Liebe/-r Experte/-in,
im letzten Monat (Juli 2009) fand ich eine Abbuchung von ca. 30 Euro durch den Internet- und Telefonie-Dienstleister freenet.de, mit dem ich - zumindest wissentlich - keinen wie auch immer gearteten Vertrag abgeschlossen habe.
Nach Storno der Abbuchung erhielt ich eine Mahnung. Brieflich habe ich dann um Vorlage einer Kopie des dem Vorgang zugrunde liegenden Vertrages gebeten und darauf hingewiesen, dass ich glaube, dass es sich um einen Irrtum handeln muss. Ich wisse nicht, wofür ich den Betrag zu zahlen hätte.
Dann erfolgte eine stereotype „letzte Mahnung“, ohne dass auf meine Anfrage geantwortet worden wäre. Darum habe ich erneut meine Anfrage an die Firma gerichtet, diesmal mit Kopie des Vorgangs und per Einschreiben mit Rückantwort - an eine Postfachadresse.
Ich weiß jetzt leider nicht, wie ich mich weiterhin verhalten soll.

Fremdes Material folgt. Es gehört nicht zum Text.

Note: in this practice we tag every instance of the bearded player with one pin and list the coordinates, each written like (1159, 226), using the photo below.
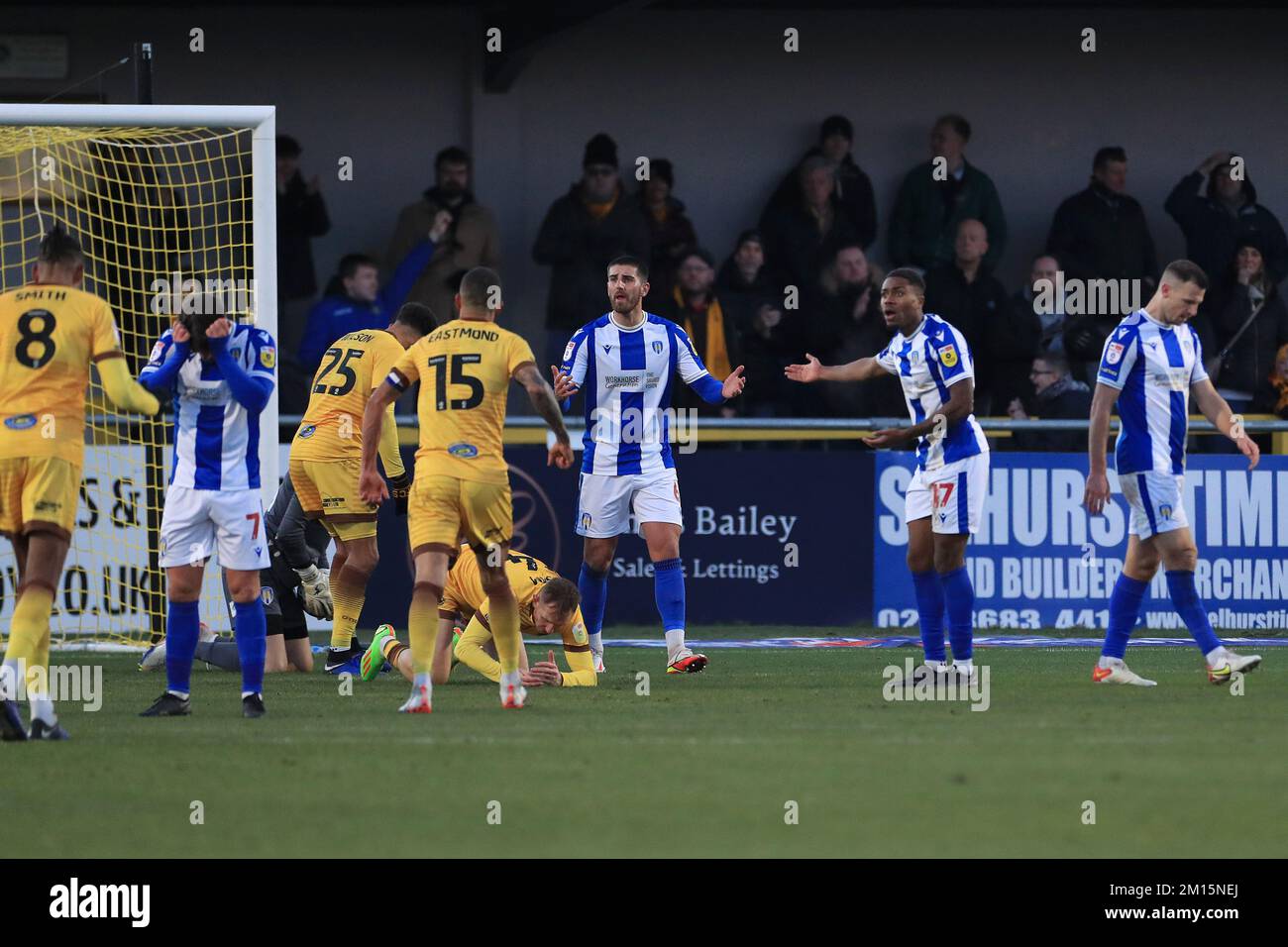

Ich bin mir ziemlich (aber nicht hundert Prozent) sicher, dass der Betrag UNGERECHTFERTIGT vom Konto abgebucht wurde. Was ist nun aber, wenn die Firma als nächstes den Rechtsweg beschreitet, mir gar den Gerichtsvollzieher ins Haus schickt? MUSS sie nicht erst mal belegen, WOFÜR ich bezahlen soll? Das kann ich nämlich nirgendwo ersehen.
Soll ich das Ganze erst mal einfach so auflaufen lassen oder soll ich mich jetzt gleich an einen Rechtsanwalt wenden?
Würde mich sehr über eine Auskunft von Ihnen freuen!
Haben Sie im Voraus vielen Dank für Ihre Mühe.